Enclosure, Glentaneatnagh, Co. Cork
Co. Cork |
Enclosures
On the western bank of the Ownagluggin River in County Cork, a low mound sits in rough ground, its outline easy to mistake for a natural rise in the earth.
It is not. The subrectangular raised area, measuring roughly twelve metres on its longer axis and eight and a half on its shorter, is the remains of a small enclosure defined by an earthen bank, the kind of enclosure that appears throughout Ireland in various forms and periods, used historically for purposes ranging from settlement and livestock management to ritual activity. What makes this particular example quietly notable is the way its bank behaves: on the south-east side, the face that looks towards the river, the outer wall of the bank climbs to 1.2 metres, considerably higher than anywhere else along its circuit, as though it was deliberately built up to present a more pronounced face to the water.
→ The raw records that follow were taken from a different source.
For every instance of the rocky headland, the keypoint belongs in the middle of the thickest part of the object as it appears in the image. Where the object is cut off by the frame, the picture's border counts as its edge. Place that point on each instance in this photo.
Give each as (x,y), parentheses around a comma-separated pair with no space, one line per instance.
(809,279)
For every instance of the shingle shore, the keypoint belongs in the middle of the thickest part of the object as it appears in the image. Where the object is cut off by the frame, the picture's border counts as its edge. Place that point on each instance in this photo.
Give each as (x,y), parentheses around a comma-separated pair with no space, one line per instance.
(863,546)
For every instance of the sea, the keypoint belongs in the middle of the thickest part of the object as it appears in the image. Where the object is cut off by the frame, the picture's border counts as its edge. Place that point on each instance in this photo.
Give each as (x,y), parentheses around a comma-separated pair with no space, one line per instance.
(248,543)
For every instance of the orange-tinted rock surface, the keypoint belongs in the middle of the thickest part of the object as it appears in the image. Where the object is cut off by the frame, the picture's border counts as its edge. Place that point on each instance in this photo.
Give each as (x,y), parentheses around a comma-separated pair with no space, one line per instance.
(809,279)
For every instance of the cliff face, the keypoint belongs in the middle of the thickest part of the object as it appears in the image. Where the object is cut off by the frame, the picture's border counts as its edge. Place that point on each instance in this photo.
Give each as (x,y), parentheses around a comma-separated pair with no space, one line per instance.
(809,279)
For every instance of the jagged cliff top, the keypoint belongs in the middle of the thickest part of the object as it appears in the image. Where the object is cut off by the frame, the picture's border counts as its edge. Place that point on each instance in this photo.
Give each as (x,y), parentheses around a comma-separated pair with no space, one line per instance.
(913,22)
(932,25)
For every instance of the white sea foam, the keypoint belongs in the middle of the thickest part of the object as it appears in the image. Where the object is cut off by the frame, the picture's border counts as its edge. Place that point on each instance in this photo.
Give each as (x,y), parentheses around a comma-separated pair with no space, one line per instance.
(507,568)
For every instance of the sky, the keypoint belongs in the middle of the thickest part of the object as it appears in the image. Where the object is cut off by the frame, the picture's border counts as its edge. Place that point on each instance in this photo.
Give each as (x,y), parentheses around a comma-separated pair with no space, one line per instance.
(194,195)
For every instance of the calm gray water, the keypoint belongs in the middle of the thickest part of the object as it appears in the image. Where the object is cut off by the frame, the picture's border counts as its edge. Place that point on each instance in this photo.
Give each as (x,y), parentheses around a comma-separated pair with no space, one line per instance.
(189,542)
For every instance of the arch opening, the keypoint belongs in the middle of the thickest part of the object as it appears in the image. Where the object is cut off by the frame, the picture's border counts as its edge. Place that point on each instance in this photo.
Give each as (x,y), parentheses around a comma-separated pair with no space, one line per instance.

A stone-faced scarp extends roughly ten metres to the north-east from the enclosure's north-east end, and the 1842 Ordnance Survey six-inch map, one of the earliest systematic cartographic surveys of Irish townlands, shows this feature continuing as a field boundary running parallel to the river for around a hundred metres before meeting a perpendicular field system. That the enclosure was already being absorbed into an agricultural landscape by the mid-nineteenth century tells us something about how ancient features tend to survive in Ireland: not through deliberate preservation but through gradual incorporation, their original purpose forgotten while their physical form goes on serving some newer, more mundane function. By the time the site was recorded, cattle grazing had worn down much of the bank, and furze had begun to reclaim the rest.